At Haier, since we’ve divided employees into teams and microenterprises, they should each find their own goals that will support the organisation’s overall goal. Every team should be focused on users, and the budget is a driving mechanism that will push teams to achieve high-value creation and value sharing in our ecosystem.
After they submit their targets that can drive value for Haier Group, the management will then discuss these and determine if they are indeed able to reach these targets and if the targets suggested fit into the overall goals of the organisation.
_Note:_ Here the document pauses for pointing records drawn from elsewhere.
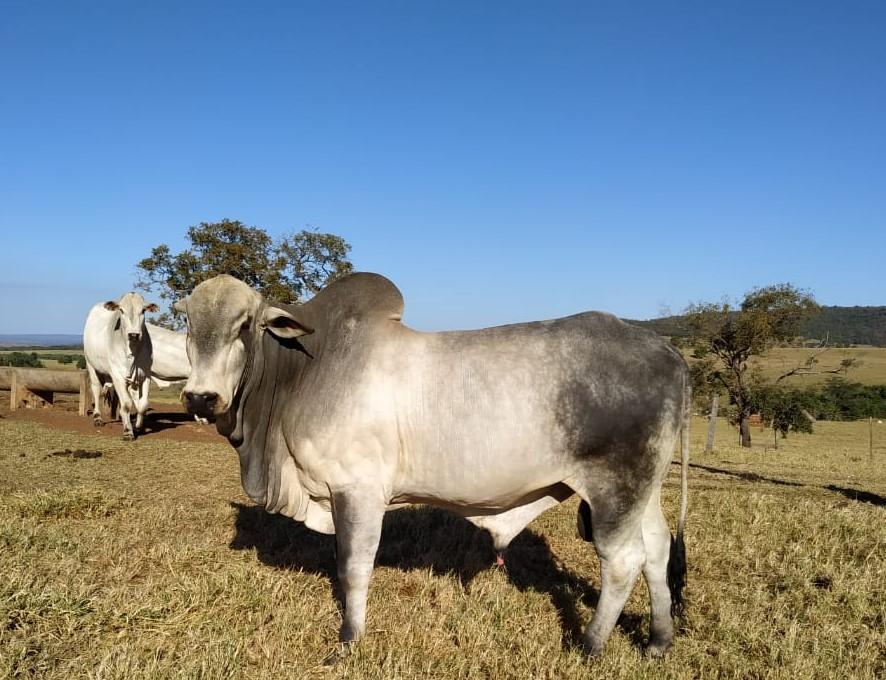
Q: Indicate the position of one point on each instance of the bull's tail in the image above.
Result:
(677, 558)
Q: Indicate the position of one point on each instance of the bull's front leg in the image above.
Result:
(358, 516)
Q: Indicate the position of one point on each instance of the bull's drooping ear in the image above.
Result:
(283, 324)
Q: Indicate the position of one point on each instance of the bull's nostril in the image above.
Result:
(200, 403)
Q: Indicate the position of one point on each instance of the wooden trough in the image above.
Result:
(36, 387)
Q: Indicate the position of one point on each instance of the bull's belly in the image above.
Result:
(483, 483)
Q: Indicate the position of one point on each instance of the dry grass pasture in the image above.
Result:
(870, 369)
(149, 562)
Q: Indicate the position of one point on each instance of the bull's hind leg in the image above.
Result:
(622, 554)
(96, 387)
(141, 405)
(657, 541)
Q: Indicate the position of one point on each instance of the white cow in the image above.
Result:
(118, 352)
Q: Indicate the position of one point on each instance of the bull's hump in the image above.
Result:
(362, 293)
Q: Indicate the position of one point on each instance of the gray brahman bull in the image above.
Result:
(339, 412)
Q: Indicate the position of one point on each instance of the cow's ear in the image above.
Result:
(283, 324)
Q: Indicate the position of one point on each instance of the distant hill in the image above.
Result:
(841, 325)
(50, 340)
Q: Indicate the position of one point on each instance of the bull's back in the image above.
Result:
(489, 416)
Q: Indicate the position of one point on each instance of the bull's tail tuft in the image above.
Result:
(677, 557)
(677, 573)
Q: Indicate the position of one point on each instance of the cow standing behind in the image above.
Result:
(118, 352)
(339, 412)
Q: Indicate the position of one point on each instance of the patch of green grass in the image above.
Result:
(149, 562)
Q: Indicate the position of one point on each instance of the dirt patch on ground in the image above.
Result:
(163, 421)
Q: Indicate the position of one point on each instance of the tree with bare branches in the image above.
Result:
(724, 337)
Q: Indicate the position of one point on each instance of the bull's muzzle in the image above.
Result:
(202, 404)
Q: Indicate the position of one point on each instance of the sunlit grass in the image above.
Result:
(149, 562)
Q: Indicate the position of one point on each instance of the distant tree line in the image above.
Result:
(33, 360)
(789, 409)
(841, 326)
(21, 360)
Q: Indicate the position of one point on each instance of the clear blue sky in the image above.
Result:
(498, 161)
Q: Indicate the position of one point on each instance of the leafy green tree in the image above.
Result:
(781, 408)
(725, 337)
(286, 270)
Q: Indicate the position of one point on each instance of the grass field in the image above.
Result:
(871, 368)
(149, 562)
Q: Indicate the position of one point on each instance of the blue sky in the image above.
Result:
(498, 161)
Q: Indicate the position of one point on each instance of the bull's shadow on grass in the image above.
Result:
(157, 421)
(428, 538)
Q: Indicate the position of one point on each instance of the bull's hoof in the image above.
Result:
(656, 650)
(341, 651)
(592, 647)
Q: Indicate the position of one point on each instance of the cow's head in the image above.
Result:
(130, 311)
(225, 318)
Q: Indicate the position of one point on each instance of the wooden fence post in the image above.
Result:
(712, 423)
(85, 394)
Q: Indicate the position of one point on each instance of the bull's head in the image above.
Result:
(225, 318)
(130, 311)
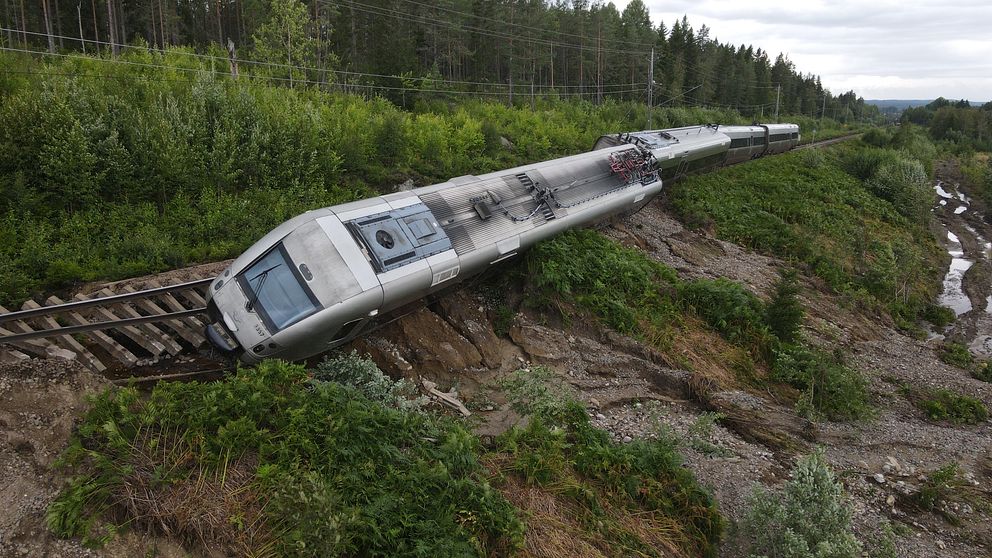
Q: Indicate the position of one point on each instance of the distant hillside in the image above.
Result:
(899, 104)
(902, 104)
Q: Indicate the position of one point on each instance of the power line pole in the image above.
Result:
(79, 16)
(778, 92)
(651, 90)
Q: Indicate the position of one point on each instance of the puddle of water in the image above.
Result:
(953, 296)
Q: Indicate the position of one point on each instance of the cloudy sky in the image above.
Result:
(881, 49)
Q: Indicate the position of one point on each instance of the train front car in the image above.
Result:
(321, 279)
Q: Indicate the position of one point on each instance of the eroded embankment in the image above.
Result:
(968, 284)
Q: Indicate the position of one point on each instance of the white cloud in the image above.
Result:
(883, 49)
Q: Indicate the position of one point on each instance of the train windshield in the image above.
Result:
(276, 291)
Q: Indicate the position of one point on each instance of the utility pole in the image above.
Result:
(48, 26)
(651, 90)
(778, 92)
(79, 15)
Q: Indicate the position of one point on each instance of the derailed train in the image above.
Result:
(320, 279)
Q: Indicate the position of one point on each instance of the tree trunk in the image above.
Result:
(48, 26)
(161, 21)
(96, 27)
(220, 23)
(112, 26)
(120, 17)
(79, 15)
(24, 26)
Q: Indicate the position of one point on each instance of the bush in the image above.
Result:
(809, 519)
(364, 375)
(829, 388)
(286, 465)
(785, 312)
(945, 405)
(940, 316)
(604, 484)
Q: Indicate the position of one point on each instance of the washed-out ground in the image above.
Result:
(632, 391)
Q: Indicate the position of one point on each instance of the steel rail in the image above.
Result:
(100, 301)
(108, 324)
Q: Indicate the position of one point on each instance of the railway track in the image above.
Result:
(111, 329)
(126, 327)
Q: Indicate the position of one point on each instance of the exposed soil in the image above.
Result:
(632, 391)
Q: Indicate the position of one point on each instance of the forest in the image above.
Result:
(510, 50)
(959, 123)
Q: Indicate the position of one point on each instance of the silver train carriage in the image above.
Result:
(320, 279)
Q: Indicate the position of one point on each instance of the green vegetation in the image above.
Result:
(957, 125)
(957, 354)
(939, 485)
(829, 388)
(603, 485)
(279, 460)
(811, 518)
(945, 405)
(982, 371)
(285, 464)
(633, 294)
(159, 160)
(857, 219)
(411, 52)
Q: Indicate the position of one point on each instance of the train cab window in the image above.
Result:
(276, 291)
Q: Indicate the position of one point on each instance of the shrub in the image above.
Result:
(809, 519)
(286, 465)
(940, 316)
(364, 375)
(829, 388)
(956, 354)
(604, 483)
(728, 308)
(938, 486)
(784, 314)
(945, 405)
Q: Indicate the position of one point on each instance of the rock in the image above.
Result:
(759, 420)
(422, 341)
(539, 341)
(471, 321)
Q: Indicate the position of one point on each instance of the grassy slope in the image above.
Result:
(807, 208)
(279, 460)
(113, 170)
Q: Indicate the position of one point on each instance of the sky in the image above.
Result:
(881, 49)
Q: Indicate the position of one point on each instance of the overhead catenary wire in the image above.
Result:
(336, 72)
(301, 81)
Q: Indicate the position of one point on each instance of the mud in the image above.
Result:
(633, 391)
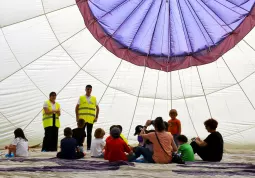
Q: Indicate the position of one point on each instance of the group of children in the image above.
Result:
(114, 148)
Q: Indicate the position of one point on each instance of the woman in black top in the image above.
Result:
(210, 149)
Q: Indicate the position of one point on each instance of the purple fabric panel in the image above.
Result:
(169, 28)
(178, 42)
(124, 35)
(142, 42)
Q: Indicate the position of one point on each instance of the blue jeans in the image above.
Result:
(147, 154)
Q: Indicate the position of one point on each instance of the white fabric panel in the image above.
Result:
(15, 11)
(47, 71)
(188, 128)
(245, 137)
(52, 5)
(66, 22)
(82, 47)
(116, 108)
(108, 65)
(249, 39)
(142, 114)
(248, 88)
(199, 113)
(216, 76)
(175, 86)
(232, 109)
(240, 65)
(69, 96)
(30, 39)
(128, 78)
(8, 62)
(20, 100)
(149, 85)
(191, 82)
(6, 131)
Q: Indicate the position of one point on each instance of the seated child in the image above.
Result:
(98, 144)
(68, 147)
(116, 148)
(174, 125)
(121, 135)
(185, 149)
(140, 140)
(79, 134)
(19, 146)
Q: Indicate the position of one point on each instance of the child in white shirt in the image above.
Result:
(19, 146)
(98, 144)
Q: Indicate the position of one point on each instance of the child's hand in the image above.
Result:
(148, 123)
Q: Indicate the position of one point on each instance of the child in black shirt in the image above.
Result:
(69, 147)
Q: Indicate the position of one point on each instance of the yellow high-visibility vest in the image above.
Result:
(87, 110)
(48, 118)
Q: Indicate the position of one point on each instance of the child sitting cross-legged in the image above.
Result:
(185, 149)
(19, 146)
(98, 144)
(68, 146)
(116, 148)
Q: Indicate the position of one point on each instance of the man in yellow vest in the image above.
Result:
(88, 110)
(51, 113)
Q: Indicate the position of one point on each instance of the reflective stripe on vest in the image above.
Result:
(87, 110)
(48, 118)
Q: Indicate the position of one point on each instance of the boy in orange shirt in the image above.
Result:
(174, 125)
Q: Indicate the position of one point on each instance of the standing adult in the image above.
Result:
(87, 109)
(51, 124)
(210, 149)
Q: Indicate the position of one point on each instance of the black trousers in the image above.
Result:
(204, 153)
(50, 140)
(89, 134)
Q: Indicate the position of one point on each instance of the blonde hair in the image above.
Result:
(99, 133)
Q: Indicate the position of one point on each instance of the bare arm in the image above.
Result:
(179, 128)
(59, 112)
(77, 112)
(47, 111)
(97, 113)
(174, 145)
(200, 142)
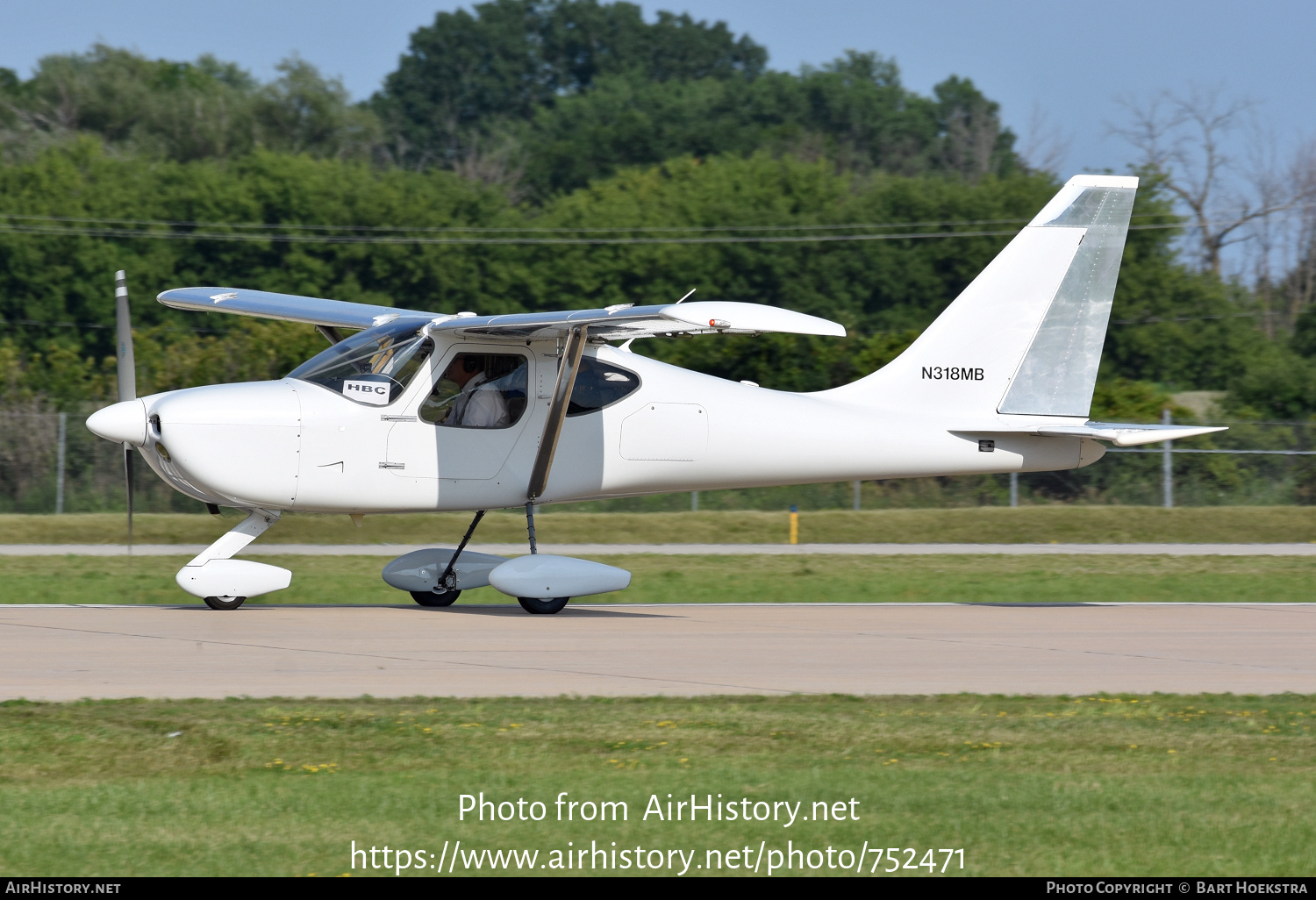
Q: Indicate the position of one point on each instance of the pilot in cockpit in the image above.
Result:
(479, 403)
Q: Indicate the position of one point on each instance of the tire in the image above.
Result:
(436, 597)
(547, 607)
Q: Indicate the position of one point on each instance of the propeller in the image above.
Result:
(126, 381)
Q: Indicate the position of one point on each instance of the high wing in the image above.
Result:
(289, 307)
(612, 323)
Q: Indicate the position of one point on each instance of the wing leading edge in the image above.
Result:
(612, 323)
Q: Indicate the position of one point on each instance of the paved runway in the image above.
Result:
(63, 653)
(683, 549)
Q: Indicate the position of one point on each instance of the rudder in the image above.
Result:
(1026, 336)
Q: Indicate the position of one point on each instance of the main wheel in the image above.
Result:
(547, 607)
(436, 597)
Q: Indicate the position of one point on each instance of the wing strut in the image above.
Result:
(557, 412)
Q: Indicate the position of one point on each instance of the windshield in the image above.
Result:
(373, 366)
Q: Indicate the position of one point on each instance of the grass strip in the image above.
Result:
(728, 579)
(1026, 786)
(976, 525)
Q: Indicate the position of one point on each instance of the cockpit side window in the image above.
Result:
(371, 368)
(599, 384)
(479, 389)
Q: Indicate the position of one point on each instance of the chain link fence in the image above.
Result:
(1253, 463)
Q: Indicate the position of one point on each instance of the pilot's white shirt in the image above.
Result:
(479, 405)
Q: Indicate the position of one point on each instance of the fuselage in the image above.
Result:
(299, 445)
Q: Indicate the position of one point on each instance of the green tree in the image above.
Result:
(513, 57)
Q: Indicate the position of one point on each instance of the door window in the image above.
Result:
(478, 389)
(599, 384)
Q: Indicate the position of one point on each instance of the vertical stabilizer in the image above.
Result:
(1026, 336)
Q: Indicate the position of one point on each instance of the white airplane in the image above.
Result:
(423, 412)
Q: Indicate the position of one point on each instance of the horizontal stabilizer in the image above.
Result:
(611, 323)
(1118, 433)
(1128, 436)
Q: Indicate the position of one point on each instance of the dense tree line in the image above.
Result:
(554, 115)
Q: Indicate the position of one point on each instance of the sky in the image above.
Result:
(1066, 61)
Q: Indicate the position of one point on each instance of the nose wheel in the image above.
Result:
(436, 597)
(545, 607)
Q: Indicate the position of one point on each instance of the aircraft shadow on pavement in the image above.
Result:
(482, 610)
(1029, 605)
(500, 610)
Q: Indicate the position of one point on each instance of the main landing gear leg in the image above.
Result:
(225, 583)
(447, 592)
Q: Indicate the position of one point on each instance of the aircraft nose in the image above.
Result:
(121, 423)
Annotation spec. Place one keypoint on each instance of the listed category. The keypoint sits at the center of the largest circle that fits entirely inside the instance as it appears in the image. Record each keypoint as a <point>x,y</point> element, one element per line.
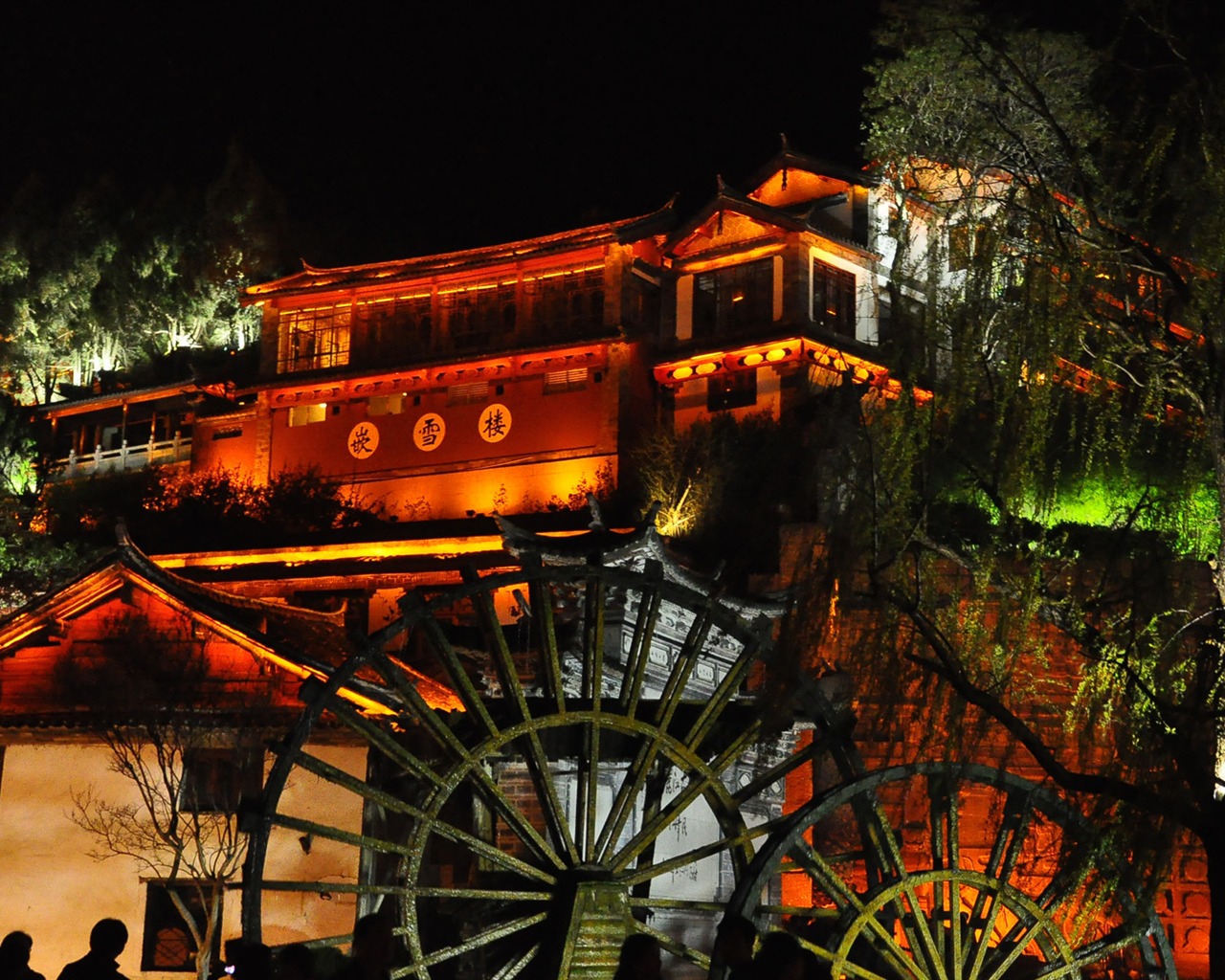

After the targets are locked in, the teams sign a corresponding agreement that includes how every employee’s goals are quantified, the time it takes to reach the targets, and how success can be evaluated.
How has the pandemic affected Haier’s business strategy?
Shao: The pandemic has accelerated our ecosystem brand strategy. For example, we’ve accelerated our work to build the infrastructure for our ecosystems.
In today’s experience economy and the development of the internet of things (IoT), boundaries between products, companies, and industries are becoming less clear. In the past, a user may be focused purely on a product's features and functions. Now it's about offering users customised experience by user on their pain points.
During this pandemic, it’s not convenient for a lot of users to go to retail stores to buy products. Most users now are already used to browsing products online to look for something that meets their needs. So Haier came up with online experience platforms for each industry we’re in.
Taking the example of washing machines, in the past, people bought washing machines to wash their clothes. But in reality, users’ needs are not merely to wash clothes; the solution they want is to get clean clothes through a delightful experience. That’s why we have IoC (Internet of Clothes), an online platform where we link products to help users match, buy, wash, and store clothes. It’s an end-to-end solution.
In the traditional [manufacturing] model, it’s about producing standardised products for the masses. In our mass customisation model, users participate in our design, production, and sales processes and receive personalised products and services.
What emerging business or technology trends are you paying attention to? How will these trends affect the home appliance sector?
Shao: In a post-pandemic era and in today’s IoT era, technological innovation will be one of the biggest drivers of growth. Whoever controls the latest technologies will be the leaders in this new era.
For us, it's been primarily implementing 5G, artificial intelligence, and blockchain technologies. These will lead to changes as our company transforms from a traditional company to an internet company.
This shift will change our focus on individual products to creating an ecosystem of brands. This is why our strategy is called ecosystem brand strategy (launched in 2019).
These emerging technologies support our strategy. One example is our latest washing machine model. It uses RFID [radio-frequency identification], blockchain, artificial intelligence, and 5G technologies.
What has been your biggest lesson from this pandemic?
Shao: Organisations that keep up with trends of the era are the ones that will be well positioned for future opportunities. My learning is that our finance function's digital transformation is slow, and this includes our technology and employees’ skills. We need to keep changing and innovating to remain at the forefront.
Looking ahead, what is one skill you want to develop in your finance team?
Shao: Our teams need to have well-rounded skills to see the whole business. So we need anything that can increase the depth, width, and height of their understanding of the business.
What is a must-have in your 2021 budget?
Shao: Training to upskill our employees. For the finance team, it will be focused training on strategic management, data analysis, and transformation to support Haier's strategy.